Identity de-identification for cloud-LLM hand-off: local detection, consistent pseudonyms, a reversible local map, and a swappable model backend.

Project description

vault-engine

A local-LLM privacy layer for anything you paste into a cloud model.

Strip the identities out of your text before it reaches ChatGPT / Claude / Gemini — a model running on your own machine finds the names, orgs, places and quasi-identifiers, replaces them with stable tokens, and keeps the only key-back-to-reality on disk. When the cloud answers in tokens, you put the real identities back locally.

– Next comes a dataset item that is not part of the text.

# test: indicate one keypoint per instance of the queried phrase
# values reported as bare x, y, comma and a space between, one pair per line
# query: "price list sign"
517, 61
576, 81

出云前做身份脱敏:本地模型检测 → 代号化 → 云端用代号分析 → 本地还原真身。 检测不出本机,身份映射只存本地,大模型一行换。零依赖。

vault-engine scrubs English and Chinese names and PII into tokens before the cloud sees them, then restores them locally

CI  ·  Python ≥3.9  ·  stdlib-only  ·  Apache-2.0

# notes.txt  ── private, on your machine
林若曦是星澜资本的合伙人,在深圳见了字节跳动的陈大壮,邮箱 lin@xinglan.example

        ▼  vault-engine scrub  (local qwen3.6:27b)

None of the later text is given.